CDC vaccine committee drops push to stop recommending mRNA Covid-19 shots, for now
By Adam Cancryn, Brenda Goodman, CNN
(CNN) — A group of experts that advises the US Centers for Disease Control and Prevention on its vaccine recommendations has suspended an anticipated push to stop recommending mRNA-based Covid-19 vaccines amid growing concerns inside the Trump administration over its political risks, people familiar with the matter told CNN on Wednesday.
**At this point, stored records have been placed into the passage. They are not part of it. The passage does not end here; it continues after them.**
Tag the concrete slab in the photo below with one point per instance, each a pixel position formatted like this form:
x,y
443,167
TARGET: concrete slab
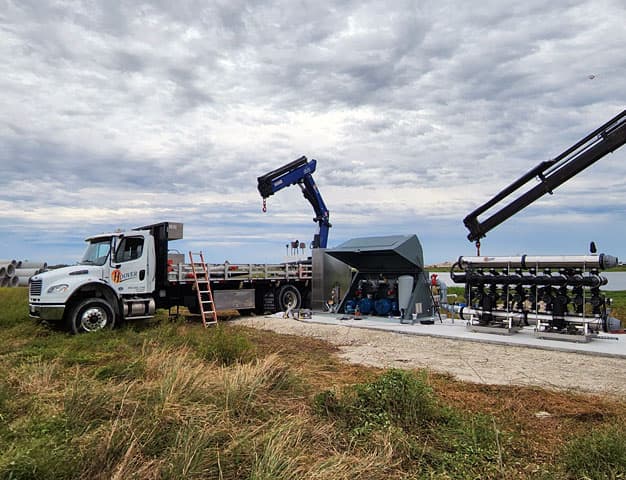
x,y
608,345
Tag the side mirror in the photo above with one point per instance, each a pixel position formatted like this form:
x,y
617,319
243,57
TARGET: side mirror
x,y
112,251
The move comes as polling shows that Americans – even voters who favor the administration’s “Make America Healthy Again” movement – strongly support vaccines. There’s increasing concern among Republicans that further attacks on vaccines will harm the party’s chances in November, and the White House has pushed health officials to focus on more politically appealing issues ahead of the midterm elections.
The plan to stop recommending mRNA Covid shots has been shelved only for the time being, according to the people familiar, and could be still revived at some point in the coming months.
A spokesperson for the US Department of Health and Human Services said Wednesday that the CDC’s committee “has not reconsidered its September 2025 decision to classify COVID vaccines under shared clinical decision-making on the CDC immunization schedules.”
The news was first reported by the Washington Post.
Vaccines against the coronavirus, which caused a deadly worldwide pandemic in 2020, were developed in record time under the aegis of President Donald Trump’s Operation Warp Speed. They are credited with saving millions of lives.
The vaccines, which were delivered in less than a year, for the first time utilized mRNA technology, which had been painstakingly developed over 50 years of public and private research. The shots from drugmakers Pfizer/BioNTech and Moderna were initially tested in double-blind, placebo-controlled trials involving more than 70,000 people.
Still, the Covid-19 vaccines and their mRNA technology, which is also being studied for cancer and other immunization, have become the focus of conspiracy theories. In August, HHS Secretary Robert F. Kennedy Jr. canceled half a billion dollars’ worth of federal funding for mRNA vaccine projects and said “no new mRNA-based projects would be initiated,” potentially hindering the nation’s ability to respond quickly in the event of another pandemic.
Several members of the CDC’s Advisory Committee on Immunization Practices, or ACIP — all of them handpicked by Kennedy after he removed the previous members last year — have attacked the Covid-19 vaccines, claiming without credible evidence that they’re responsible for more injuries than the infection itself.
A coalition of anti-vaccine groups who are aligned with Kennedy – including The Highwire, a podcast produced by the Informed Consent Action Network and hosted by Del Bigtree, who was Kennedy’s communications director during his 2024 presidential campaign and Children’s Health Defense, the nonprofit Kennedy helmed before running for office – has been broadcasting messages on social media urging people to submit comments about their vaccine injuries and suggesting that the meeting would review “politically explosive” vaccine injury data. They also suggest that many people with long Covid symptoms actually have vaccine injuries.
“I’m not deaf to the calls that we need to get the Covid vaccine mRNA products off the market,” ACIP member Dr. Robert Malone said on the MAHA Action podcast in January.
“All I can say is, stay tuned and wait for the upcoming ACIP meeting. If the FDA won’t act, there are other entities that will,” Malone said. He has also written about how he “almost died” after his second Covid-19 shot in 2021.
Dr. Retsef Levi, a professor of operations management at MIT who is leading ACIP’s work group on Covid-19 vaccines, posted online in 2023, “The evidence is mounting and indisputable that MRNA vaccines cause serious harm including death, especially among young people. We have to stop giving them immediately!”
Levi is also the co-author of several studies on the Covid-19 vaccines that critics say rely on flawed methods to claim that the vaccines have caused widespread harm.
ACIP’s votes determine insurance coverage for vaccines and access to the shots for low-income families.
The committee had been scheduled to meet in February, but that session was abruptly canceled a week beforehand.
The Federal Register notice for its next meeting, which is set for March 18 and 19, indicates that the committee has planned votes on Covid-19 vaccine injuries and long Covid. The notice also says that “agenda items are subject to change as priorities dictate.” The official agenda for the meeting has not been released.
That meeting could also be canceled, however, if a federal judge rules on a request from several professional groups to prevent the committee from convening.
At its meeting in September, the committee voted to change the CDC’s recommendation that all eligible Americans 6 months and older get updated Covid-19 vaccines to a recommendation based on shared clinical decision-making, which requires a conversation with and sometimes a prescription from a health care provider. Shared clinical decision-making recommendations keep vaccines available but make them more complicated to get, since they require more steps than a general recommendation.
Continued attacks on vaccines by ACIP, which has historically made expert recommendations on the use of vaccines in the United States, have undermined its influence. Many states had previously adopted the panel’s vaccine recommendations as their own, but some 30 states now rely on a source other than the CDC for their recommendations, according to data compiled by the Kaiser Family Foundation.